この記事では、人事施策を上手く進めるにあたってのヒントをご紹介します。

(※本内容は、2024年7月22日実施セミナーの内容をまとめたものです)

キャリア自律が求められる背景

働き方やライフステージの変化、労働人口の大幅な減少、企業の寿命の短縮など、今急速に社会が変化しています。新入社員が4月時点で転職サービスに登録する割合も年々上昇しており、転職することを当たり前に思う人も増えて、組織と個人は以前より対等な関係に変わってきました。

このような社会の変化の中、キャリア自律を支援することで、会社から社員が離れてしまうのではないかと思われる方もいるかもしれません。しかし、社員をキャリア支援をすることにより企業パフォーマンスが上昇することや、エンゲージメントとキャリア自律に相関関係があることが明らかになっています。

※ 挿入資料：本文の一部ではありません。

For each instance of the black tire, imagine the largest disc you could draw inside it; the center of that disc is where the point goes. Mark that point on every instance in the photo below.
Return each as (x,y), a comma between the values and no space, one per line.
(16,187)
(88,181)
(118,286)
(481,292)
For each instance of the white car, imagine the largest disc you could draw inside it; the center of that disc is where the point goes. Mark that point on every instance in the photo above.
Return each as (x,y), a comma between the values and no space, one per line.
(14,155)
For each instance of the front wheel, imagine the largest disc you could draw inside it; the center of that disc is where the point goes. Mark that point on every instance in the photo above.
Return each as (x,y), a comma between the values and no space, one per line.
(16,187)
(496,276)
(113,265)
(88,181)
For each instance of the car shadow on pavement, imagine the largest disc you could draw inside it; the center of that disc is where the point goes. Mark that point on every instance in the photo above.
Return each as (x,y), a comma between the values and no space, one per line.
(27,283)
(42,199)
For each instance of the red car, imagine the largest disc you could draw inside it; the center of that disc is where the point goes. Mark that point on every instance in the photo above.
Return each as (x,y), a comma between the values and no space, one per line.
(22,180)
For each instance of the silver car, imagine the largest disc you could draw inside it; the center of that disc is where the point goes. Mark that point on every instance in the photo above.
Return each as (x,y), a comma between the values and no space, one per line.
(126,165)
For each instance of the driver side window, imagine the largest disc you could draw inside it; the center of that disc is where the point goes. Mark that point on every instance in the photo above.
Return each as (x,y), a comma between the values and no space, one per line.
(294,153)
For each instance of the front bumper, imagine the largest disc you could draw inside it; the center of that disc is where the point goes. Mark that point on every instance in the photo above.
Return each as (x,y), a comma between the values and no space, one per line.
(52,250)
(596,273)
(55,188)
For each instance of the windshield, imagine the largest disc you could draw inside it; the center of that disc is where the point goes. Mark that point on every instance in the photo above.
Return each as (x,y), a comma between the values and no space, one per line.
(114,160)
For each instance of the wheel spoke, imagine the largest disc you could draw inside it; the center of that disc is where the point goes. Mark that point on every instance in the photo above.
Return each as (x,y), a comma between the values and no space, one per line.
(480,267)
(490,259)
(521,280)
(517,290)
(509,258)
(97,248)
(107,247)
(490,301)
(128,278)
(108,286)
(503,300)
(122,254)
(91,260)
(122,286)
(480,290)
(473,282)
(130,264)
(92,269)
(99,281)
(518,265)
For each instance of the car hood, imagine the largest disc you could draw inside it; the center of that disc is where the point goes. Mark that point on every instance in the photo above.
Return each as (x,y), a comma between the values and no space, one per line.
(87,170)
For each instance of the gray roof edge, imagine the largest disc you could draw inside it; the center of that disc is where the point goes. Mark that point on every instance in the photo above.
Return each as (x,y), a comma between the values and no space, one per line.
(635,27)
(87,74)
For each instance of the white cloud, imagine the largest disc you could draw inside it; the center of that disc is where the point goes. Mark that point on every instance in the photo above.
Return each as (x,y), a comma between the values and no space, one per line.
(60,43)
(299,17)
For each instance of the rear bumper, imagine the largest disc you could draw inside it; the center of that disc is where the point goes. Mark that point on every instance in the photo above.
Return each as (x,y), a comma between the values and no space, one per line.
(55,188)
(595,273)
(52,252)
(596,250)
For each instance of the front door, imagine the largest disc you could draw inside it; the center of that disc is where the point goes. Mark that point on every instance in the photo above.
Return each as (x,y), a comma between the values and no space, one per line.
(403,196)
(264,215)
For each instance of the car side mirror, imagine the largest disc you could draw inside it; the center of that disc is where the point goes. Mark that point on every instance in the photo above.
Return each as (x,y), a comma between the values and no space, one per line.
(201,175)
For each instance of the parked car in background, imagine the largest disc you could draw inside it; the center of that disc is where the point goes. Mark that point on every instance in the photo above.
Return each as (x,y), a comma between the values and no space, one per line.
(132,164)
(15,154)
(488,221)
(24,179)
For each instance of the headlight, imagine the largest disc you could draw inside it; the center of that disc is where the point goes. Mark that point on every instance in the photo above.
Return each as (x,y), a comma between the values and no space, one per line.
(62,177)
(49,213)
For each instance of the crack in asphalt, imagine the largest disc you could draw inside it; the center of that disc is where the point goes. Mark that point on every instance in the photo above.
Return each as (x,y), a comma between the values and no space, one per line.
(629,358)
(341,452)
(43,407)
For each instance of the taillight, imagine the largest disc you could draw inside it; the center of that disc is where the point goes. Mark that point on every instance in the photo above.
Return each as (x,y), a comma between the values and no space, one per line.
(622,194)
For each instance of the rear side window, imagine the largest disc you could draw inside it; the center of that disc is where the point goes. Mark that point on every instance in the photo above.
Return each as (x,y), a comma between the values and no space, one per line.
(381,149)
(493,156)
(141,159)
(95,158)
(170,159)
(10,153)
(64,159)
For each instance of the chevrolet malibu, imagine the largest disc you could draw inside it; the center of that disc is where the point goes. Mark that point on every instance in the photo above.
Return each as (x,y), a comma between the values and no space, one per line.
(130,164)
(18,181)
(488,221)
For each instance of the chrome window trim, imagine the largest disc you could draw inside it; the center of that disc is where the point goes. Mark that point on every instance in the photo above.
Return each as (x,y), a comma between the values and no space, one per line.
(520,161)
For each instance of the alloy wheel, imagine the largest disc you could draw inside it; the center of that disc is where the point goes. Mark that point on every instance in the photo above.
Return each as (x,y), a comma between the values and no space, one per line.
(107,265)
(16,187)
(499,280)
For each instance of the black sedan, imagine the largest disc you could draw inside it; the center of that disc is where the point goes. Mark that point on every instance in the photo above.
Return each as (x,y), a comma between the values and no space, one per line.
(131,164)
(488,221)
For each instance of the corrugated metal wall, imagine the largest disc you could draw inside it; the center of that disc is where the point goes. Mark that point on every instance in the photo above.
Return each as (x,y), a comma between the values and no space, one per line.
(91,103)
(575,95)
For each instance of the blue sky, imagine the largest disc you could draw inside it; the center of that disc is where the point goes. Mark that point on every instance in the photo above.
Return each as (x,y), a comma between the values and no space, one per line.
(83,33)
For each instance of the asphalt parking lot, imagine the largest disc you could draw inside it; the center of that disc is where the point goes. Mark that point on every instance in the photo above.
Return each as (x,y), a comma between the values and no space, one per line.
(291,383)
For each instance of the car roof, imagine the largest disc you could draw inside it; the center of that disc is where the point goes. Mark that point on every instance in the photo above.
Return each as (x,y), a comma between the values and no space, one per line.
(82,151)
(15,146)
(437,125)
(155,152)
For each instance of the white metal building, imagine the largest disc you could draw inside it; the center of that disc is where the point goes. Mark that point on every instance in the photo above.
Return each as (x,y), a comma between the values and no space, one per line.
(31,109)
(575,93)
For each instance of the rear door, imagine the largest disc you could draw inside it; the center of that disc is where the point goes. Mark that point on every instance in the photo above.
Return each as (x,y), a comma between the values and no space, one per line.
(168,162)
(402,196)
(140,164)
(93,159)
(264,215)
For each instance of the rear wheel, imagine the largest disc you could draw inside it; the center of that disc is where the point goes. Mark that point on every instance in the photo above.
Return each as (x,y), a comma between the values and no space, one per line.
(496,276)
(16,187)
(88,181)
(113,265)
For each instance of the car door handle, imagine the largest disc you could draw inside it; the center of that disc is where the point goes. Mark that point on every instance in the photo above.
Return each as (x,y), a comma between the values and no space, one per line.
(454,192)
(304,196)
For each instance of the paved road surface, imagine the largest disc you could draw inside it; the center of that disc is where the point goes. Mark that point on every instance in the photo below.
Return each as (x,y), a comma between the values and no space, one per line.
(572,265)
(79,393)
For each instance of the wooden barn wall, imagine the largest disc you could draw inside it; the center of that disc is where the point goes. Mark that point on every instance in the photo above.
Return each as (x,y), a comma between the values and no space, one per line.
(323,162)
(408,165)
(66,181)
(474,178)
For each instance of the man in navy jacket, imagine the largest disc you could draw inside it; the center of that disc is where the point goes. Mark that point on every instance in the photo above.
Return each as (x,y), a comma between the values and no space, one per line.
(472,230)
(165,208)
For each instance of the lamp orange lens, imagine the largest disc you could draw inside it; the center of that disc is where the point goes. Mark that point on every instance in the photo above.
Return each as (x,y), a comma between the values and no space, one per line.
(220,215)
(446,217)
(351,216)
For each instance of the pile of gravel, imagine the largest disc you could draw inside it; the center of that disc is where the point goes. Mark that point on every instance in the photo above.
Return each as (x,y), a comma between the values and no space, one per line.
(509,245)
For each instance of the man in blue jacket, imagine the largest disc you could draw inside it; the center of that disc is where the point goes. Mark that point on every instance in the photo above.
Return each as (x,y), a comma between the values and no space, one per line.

エンゲージメントが高い方は、会社への貢献意欲も高まっている状態のため、結果的に離職率防止にも繋がります。

しかし、必要だとは分かっていても、「キャリアの施策は人事の中でも優先順位が低くて進まない」「上層部が本気で推進しておらず、制度を変えにくい」等、答えが見えず、推進もしにくいというのが正直なところではないでしょうか。

施策が上手くいく企業と、上手くいかない企業の「差」は?

では、人事施策が上手くいく企業と行かない企業は何が違うのでしょうか?

この差は、人事施策の「ソフト面」と「ハード面」の両方でのアプローチができているかによって生まれます。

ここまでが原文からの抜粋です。